But there is good news.
In the absence of federal action and leadership, local governments are tackling these challenges with innovative, nature-based solutions that mitigate damage from climate change and improve the health of our local rivers. In Montgomery County, the Breewood Tributary restoration project demonstrates a successful neighborhood collaboration with local county agencies. The project resulted in more trees, shrubs and meadow grasses along the stream bank and rain gardens and bioswales capturing runoff from roads, driveways and parking lots.
In the District, efforts are underway to generate clean water through river-friendly redevelopment, such as the Wharf, which now captures and reuses polluted rainwater to prevent it from flowing into the Washington Channel. In Northern Virginia, Fairfax County recently converted 10 acres of parkland from residential turf grass to healthier and more sustainable native plants and trees. We need more projects such as these in more locations around the region.
In addition to local government initiatives, we can all take individual actions to mitigate the effects of climate change on the area. First, we can get more green on our residential properties by planting native trees that act as nature’s filters by absorbing carbon dioxide, releasing oxygen and shading our homes and streets. Many localities even offer discounts, coupons or free trees for planting on private property.
Second, we can diminish our individual carbon footprint by investing in energy-efficient lights and appliances and by taking public transportation. These approaches also happen to be good for our pocketbooks. And, we can fight climate change by eliminating single-use plastics from the waste stream. According to the Center for International Environmental Law, if current trends continue, in 2050, the plastic life cycle will generate emissions equivalent to 615 coal-fired power plants each year. These steps will curb harmful greenhouse-gas emissions and reduce airborne pollution that end up in local waterways.
Finally, voting is the most important individual action we can take to address the climate crisis. In less than two months, Virginians can make a mark by voting for state legislators who support action on climate change and clean water. We need our elected officials at all levels of government to enact legislation and funding solutions to mitigate and recover from future disasters that range from localized flooding to extreme storm damage to longer heat waves. All threaten our local streams, the Potomac and everyone who lives in the region.

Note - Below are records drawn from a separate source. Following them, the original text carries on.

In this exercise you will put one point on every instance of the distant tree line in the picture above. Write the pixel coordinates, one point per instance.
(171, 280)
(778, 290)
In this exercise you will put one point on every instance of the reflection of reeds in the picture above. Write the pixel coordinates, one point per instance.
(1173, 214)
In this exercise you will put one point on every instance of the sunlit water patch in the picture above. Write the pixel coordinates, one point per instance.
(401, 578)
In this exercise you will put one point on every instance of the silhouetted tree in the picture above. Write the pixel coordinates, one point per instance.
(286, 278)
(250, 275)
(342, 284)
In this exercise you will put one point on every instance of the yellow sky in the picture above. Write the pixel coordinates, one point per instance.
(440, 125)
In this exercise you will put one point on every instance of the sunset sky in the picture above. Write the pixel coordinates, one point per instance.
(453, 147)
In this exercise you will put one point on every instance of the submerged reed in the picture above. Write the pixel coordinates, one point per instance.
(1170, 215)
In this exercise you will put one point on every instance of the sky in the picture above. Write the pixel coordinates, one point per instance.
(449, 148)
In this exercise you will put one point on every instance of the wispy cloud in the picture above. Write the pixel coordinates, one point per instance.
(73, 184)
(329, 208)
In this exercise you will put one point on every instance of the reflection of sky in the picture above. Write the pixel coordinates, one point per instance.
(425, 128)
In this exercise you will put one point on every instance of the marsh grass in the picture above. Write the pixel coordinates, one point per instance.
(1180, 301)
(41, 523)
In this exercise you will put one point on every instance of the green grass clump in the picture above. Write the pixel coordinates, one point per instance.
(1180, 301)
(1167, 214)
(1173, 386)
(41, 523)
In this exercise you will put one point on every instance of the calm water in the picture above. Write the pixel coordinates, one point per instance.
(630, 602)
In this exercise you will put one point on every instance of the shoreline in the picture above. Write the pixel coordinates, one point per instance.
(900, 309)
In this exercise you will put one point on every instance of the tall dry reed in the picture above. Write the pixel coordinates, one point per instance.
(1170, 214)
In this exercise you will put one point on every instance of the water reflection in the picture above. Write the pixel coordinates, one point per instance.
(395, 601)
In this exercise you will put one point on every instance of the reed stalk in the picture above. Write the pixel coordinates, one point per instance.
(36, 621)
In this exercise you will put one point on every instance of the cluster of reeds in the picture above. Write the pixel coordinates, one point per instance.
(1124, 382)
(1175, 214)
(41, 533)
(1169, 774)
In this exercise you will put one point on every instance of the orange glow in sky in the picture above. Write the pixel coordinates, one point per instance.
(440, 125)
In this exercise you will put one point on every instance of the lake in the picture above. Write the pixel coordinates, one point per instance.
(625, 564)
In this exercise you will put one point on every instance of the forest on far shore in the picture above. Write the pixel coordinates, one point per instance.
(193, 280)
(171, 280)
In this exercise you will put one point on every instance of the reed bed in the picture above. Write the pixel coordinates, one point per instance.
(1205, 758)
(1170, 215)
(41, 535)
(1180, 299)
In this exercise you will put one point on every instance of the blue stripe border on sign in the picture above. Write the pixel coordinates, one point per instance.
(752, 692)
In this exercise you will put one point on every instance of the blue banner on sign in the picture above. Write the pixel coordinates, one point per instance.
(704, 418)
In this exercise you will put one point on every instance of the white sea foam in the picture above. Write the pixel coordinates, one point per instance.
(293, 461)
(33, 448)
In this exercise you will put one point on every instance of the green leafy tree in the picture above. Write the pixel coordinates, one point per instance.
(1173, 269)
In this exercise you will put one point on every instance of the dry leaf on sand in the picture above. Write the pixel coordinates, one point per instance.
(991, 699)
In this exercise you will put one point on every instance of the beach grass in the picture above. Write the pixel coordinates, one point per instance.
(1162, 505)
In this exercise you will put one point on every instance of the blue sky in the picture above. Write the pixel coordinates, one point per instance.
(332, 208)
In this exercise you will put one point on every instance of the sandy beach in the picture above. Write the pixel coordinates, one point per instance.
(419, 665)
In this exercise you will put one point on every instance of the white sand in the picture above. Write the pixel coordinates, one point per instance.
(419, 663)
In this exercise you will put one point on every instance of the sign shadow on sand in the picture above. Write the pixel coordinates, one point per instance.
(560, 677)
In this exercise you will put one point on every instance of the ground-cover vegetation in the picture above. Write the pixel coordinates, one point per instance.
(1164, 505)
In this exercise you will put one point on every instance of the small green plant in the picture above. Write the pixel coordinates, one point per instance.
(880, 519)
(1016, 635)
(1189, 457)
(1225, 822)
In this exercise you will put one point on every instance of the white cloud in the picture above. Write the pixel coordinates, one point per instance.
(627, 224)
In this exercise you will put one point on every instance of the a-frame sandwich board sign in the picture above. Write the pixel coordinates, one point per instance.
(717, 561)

It is easy to equate the perils of the climate crisis with deadly hurricanes and melting ice caps, but equally important are the subtle and incremental changes that degrade our local ecosystems and the infrastructure that supports them. By understanding these changes, taking smart individual action and encouraging our elected leaders to do the same, we can stem the tide of climate change in our community and build the perfect storm of political will needed to fight its effects for years to come.